We’ve seen enough competitive results from the Strix X570-E Gaming to dismiss its loss in only one synthetic benchmark as a likely hiccup within the benchmark itself. Will it stand out better in efficiency?
Power, Heat And Efficiency
The Strix X570-E Gaming scores here as the second-most power-hungry board, and a look back at our test notes reveals that it ran between the Taichi’s 4.1 GHz and the Aorus Master’s 3.9 GHz, and at 3.95 to 3.975 GHz, in Prime95. We’re not sure why it didn’t idle down to a lower number, though.
The Asus board had the second-highest full-load frequency and the second-highest full-load power consumption, and it also produced the second-highest thermal measurements. Concerning the voltage regulator, the results shown are from an infrared scanner that reported the highest temperature at the chokes: The Strix X570-E Gaming’s software reported the lowest MOSFET temperature at 10° over ambient, for what that’s worth.
Differences of less than half a percent are hard to track in individual benchmarks, but the average of these put the ROG Strix X570-E Gaming in second place to the X570 Taichi and farther ahead of upmarket models from Gigabyte and MSI. That small boost in overall performance loosens up the efficiency deficit of its relatively high energy use, so that it finishes between the Taichi and Aorus Master overall.
As the second-cheapest board in our lineup, the ROG Strix X570-E Gaming produces the second-greatest performance per dollar.

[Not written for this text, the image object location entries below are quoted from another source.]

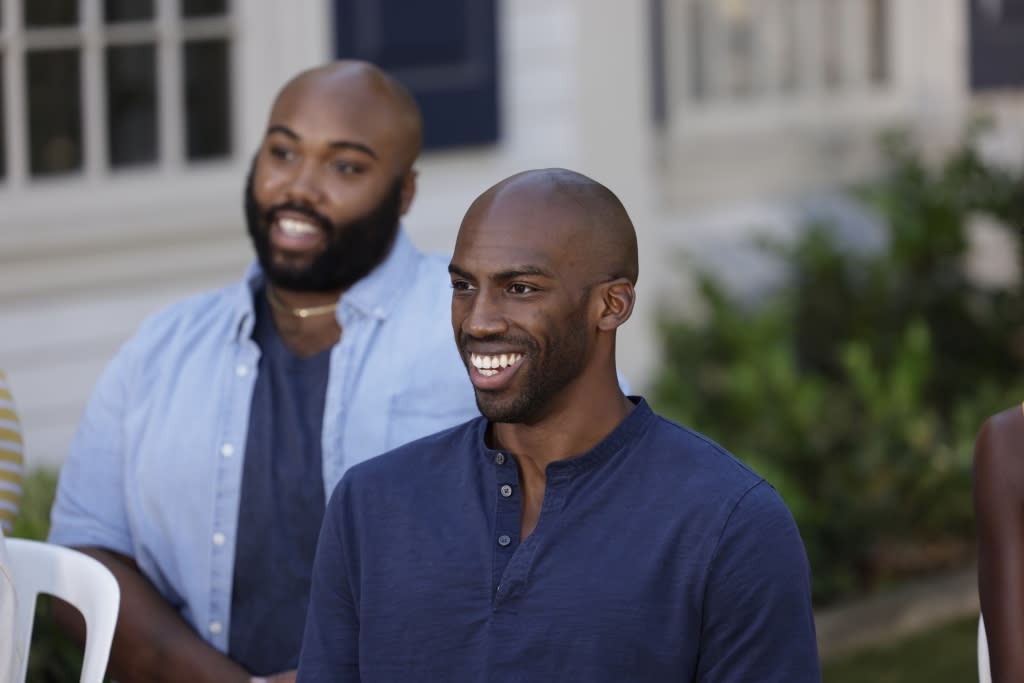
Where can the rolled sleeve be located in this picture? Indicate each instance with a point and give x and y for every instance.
(89, 509)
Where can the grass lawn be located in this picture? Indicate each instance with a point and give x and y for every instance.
(946, 653)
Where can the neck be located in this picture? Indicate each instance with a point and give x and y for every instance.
(303, 304)
(571, 428)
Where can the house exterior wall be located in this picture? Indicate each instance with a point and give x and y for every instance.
(83, 261)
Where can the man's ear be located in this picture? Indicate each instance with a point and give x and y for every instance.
(408, 189)
(616, 297)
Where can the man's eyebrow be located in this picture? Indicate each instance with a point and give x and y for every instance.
(456, 270)
(336, 144)
(358, 146)
(284, 130)
(521, 270)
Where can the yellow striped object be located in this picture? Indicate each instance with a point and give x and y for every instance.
(11, 458)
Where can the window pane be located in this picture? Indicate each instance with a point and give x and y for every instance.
(878, 68)
(207, 104)
(203, 7)
(127, 10)
(131, 104)
(54, 112)
(832, 42)
(50, 12)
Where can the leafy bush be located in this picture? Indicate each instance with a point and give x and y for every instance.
(857, 387)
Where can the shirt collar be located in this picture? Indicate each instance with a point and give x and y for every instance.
(628, 431)
(373, 296)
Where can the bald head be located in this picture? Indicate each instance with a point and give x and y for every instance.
(592, 216)
(367, 91)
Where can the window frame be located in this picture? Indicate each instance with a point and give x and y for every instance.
(168, 33)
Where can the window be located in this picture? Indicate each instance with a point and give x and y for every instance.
(107, 85)
(996, 44)
(445, 53)
(743, 49)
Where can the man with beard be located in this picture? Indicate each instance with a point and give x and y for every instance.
(570, 534)
(199, 472)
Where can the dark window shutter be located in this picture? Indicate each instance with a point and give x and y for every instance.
(443, 51)
(996, 44)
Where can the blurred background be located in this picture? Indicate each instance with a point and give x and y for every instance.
(827, 195)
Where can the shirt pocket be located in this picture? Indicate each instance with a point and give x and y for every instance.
(421, 411)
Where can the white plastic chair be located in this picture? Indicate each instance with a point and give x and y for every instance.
(42, 567)
(984, 670)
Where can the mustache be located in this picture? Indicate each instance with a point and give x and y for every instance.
(523, 342)
(320, 219)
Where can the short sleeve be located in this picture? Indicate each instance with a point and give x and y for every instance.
(89, 509)
(331, 641)
(758, 621)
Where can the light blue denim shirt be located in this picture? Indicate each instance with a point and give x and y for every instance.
(155, 469)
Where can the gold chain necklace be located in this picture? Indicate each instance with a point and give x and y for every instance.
(300, 311)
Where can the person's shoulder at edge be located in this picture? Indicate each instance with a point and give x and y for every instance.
(996, 445)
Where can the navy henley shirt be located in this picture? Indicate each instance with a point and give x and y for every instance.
(657, 556)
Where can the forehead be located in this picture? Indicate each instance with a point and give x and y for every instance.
(336, 109)
(512, 232)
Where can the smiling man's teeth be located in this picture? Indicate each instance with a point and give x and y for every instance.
(492, 365)
(293, 226)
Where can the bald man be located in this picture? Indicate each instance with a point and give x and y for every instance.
(569, 534)
(200, 472)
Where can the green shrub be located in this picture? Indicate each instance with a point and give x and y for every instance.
(857, 387)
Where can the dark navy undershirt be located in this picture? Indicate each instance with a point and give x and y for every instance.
(282, 504)
(657, 556)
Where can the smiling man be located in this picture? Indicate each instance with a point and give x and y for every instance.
(570, 534)
(200, 472)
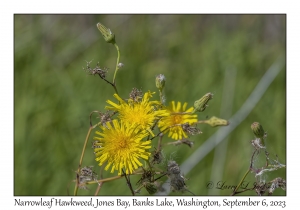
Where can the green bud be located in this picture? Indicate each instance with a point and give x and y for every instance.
(258, 130)
(108, 36)
(214, 121)
(201, 104)
(160, 81)
(151, 188)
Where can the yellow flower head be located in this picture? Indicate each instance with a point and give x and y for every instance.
(140, 112)
(178, 116)
(121, 146)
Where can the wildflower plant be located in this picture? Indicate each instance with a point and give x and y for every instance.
(261, 164)
(123, 140)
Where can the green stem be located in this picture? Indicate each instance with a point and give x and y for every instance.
(81, 158)
(117, 67)
(234, 192)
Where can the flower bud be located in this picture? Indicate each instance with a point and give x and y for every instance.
(151, 188)
(160, 81)
(108, 36)
(258, 130)
(214, 121)
(201, 104)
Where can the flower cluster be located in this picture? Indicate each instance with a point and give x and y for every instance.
(124, 141)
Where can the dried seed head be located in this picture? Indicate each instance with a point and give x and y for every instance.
(150, 187)
(215, 121)
(105, 117)
(160, 81)
(86, 174)
(258, 130)
(189, 129)
(173, 168)
(120, 65)
(201, 104)
(157, 157)
(96, 70)
(108, 36)
(136, 94)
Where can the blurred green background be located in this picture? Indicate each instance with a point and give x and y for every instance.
(53, 95)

With its 2.5GbE secondary Ethernet controller, WiFi 6 controller and bundled remote thermistor, it’s far closer to the X570 Aorus Master in features than to the X570 Taichi, and it beats all comers when it comes to USB3 Gen2 port count.
The Strix X570-E Gaming splits the difference in price between the Taichi and the Aorus Master, taking the trophy in features for the money. This, despite its lack of a third M.2 slot, since the Strix board focuses instead on having eight SATA ports. While it may be difficult for some of us to fathom substituting four SATA ports for a third NVMe interface, we’re sure that someone out there plans to build with more than four SATA, and no more than two M.2, drives.

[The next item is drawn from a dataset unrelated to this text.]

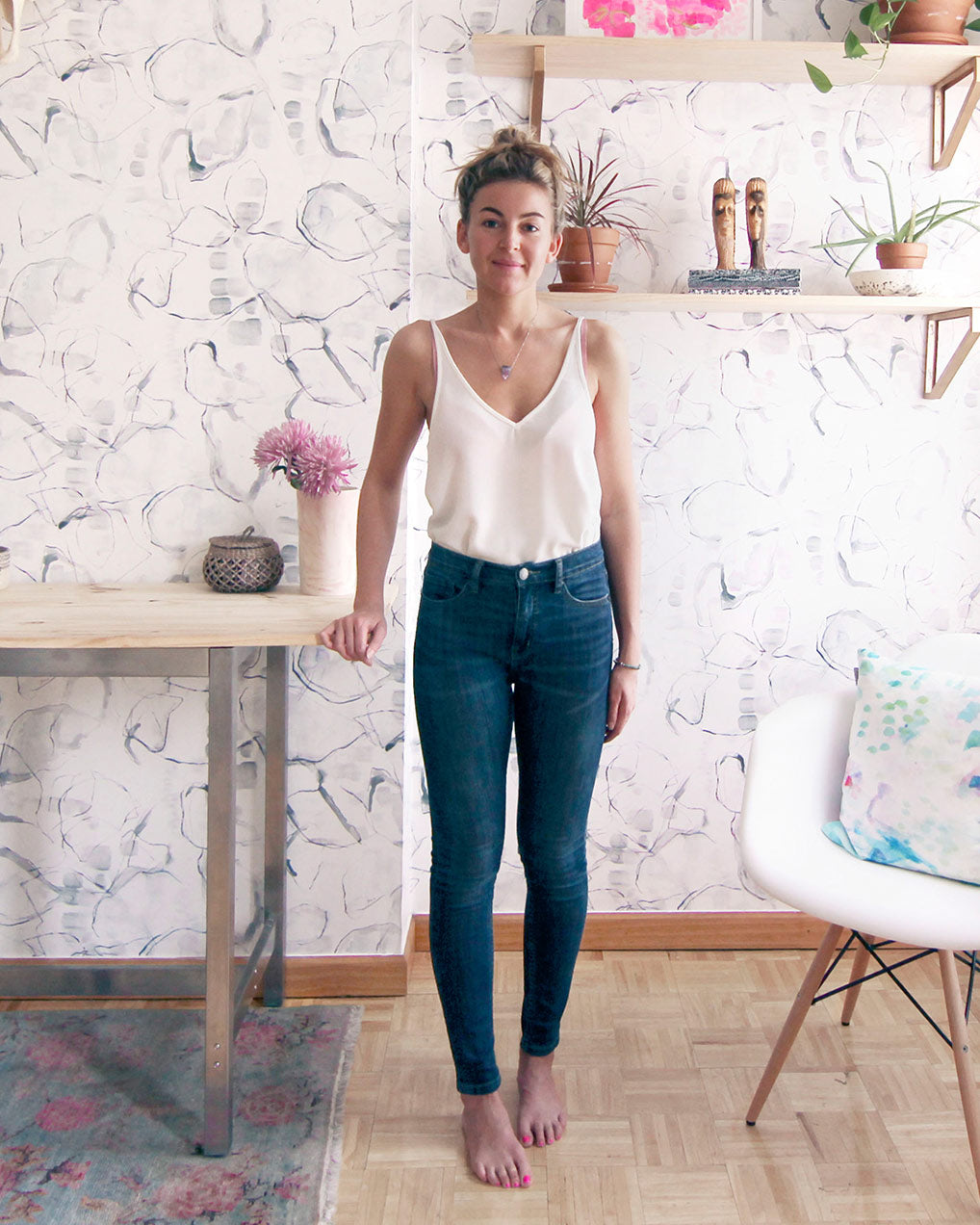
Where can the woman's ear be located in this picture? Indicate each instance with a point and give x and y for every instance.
(555, 247)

That ideal buyer sounds more like power user than a gamer. But the marketing aim being a bit off doesn’t detract from this board’s features and abilities. The ROG Strix X570-E Gaming offers an advantage over competing X570 boards in features-per-dollar, making it easy to recommend, unless of course you need to install a trio of M.2 SSDs without the use of an expansion card.